Even as more and more ML applications make the transition from pilot to production, ensuring quick returns on investment (ROI) is the key. For this, organizations are focusing on faster development using techniques such as prebuilt components, pretrained models, feature reuse, upstream model output utilization, and several others. However, in their quest for quick go-to-market and faster business value realization, organizations tend to overlook many critical features of ML development cycle and infrastructure. These overlooked aspects can make ML applications brittle and unstable if left untreated for long. Borrowing the terminology from software technical debt, these ML-specific issues are termed as ML technical debt. Examples of ML technical debt include prediction bias, correction cascades, undeclared consumers, unstable data dependencies, legacy features, configuration debt and so on.
Continually evolving market conditions force manufacturing organizations to move faster and thereby accumulate ML technical debt, which elevates business risks and escalates costs.
For example, manufacturing organizations are routinely using machine learning methods to proactively detect warranty frauds. However, prediction bias can make warranty fraud detection models ineffective when the dealers and service providers change their behaviours. As the input data (warranty claims) drifts away from its original model training profile, the model can no longer effectively flag potential frauds.
Similarly, if a model developed to approve vehicle lease applications uses a training dataset that underrepresents a certain demographic group, the model may show a prediction bias toward the lease applications received from the overlooked demographic group. This can result in loss of potential sales while also making the organization vulnerable to litigations. Likewise, when pricing the service contract for a new vehicle, it is not uncommon to use the ML model of a similar existing vehicle with some corrections applied to its output. This results in a correction cascade, which means if the original model is updated, it will make the service contract pricing of new vehicle sub-optimal, resulting either in loss of sale or erosion of margin.
MLOps to the rescue
Historically, it has been difficult to address the ML technical debt.

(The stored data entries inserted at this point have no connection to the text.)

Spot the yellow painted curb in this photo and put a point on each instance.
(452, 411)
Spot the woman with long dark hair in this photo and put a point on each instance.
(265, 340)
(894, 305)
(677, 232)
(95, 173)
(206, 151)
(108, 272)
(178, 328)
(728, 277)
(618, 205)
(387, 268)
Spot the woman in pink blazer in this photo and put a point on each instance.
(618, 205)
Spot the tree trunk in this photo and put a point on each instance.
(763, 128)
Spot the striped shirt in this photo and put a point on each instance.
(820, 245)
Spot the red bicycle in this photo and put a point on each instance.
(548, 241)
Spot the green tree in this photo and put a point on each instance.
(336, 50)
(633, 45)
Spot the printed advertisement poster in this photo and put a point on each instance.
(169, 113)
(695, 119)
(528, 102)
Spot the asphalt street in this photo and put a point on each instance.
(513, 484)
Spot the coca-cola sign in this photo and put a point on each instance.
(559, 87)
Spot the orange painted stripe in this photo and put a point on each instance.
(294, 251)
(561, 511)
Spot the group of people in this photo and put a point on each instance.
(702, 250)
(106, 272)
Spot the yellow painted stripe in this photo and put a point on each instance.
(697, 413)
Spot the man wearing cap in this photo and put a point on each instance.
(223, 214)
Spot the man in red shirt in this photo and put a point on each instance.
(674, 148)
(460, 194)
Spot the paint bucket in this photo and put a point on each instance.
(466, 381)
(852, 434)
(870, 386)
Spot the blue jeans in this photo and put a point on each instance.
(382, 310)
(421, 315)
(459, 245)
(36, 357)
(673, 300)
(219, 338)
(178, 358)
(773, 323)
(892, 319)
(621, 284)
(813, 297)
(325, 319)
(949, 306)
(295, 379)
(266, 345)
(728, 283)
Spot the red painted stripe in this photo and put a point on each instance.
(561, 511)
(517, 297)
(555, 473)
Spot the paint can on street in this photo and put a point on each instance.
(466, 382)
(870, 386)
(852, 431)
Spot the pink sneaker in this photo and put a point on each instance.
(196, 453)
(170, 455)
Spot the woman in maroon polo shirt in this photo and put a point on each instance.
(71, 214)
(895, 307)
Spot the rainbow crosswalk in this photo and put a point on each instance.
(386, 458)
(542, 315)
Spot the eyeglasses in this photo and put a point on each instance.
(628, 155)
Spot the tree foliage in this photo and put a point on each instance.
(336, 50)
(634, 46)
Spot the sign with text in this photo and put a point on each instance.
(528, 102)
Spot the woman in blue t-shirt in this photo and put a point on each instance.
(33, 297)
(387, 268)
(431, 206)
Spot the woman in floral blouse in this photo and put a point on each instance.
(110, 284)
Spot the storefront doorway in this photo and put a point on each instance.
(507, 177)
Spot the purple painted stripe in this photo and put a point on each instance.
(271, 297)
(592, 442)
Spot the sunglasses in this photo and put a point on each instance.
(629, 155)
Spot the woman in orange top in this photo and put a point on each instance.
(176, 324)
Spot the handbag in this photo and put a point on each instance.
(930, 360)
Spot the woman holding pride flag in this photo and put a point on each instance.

However, with the recent advancements in AI engineering and machine learning operations (MLOps), it is now possible to control and service this debt to a great extent.
For example, correction cascades and undeclared consumers can be kept in control with the model versioning feature of MLOps. Model versioning makes it possible to update the base model without breaking the dependent models and consumer applications as the latter two will continue to use the previous version of the base model if it is available in the model registry. Even though MLOps does not solve the issues of correction cascades and undeclared consumers completely, it still ensures that unwanted dependencies do not delay (or stop) new releases of the base model.
Similarly, unstable data dependencies can be dealt with the dataset versioning feature of MLOps. Furthermore, almost every MLOps framework provides the calculation of feature importance that helps in weeding out unnecessary legacy features. MLOps solutions also provide extensive capabilities to slice and dice the prediction sets to detect prediction bias and ensure model fairness. MLOps promotes reproducible ML pipelines as code that ensures continuous integration and continuous delivery (CI-/CD) of ML pipelines, potentially solving the problem of configuration mismatch.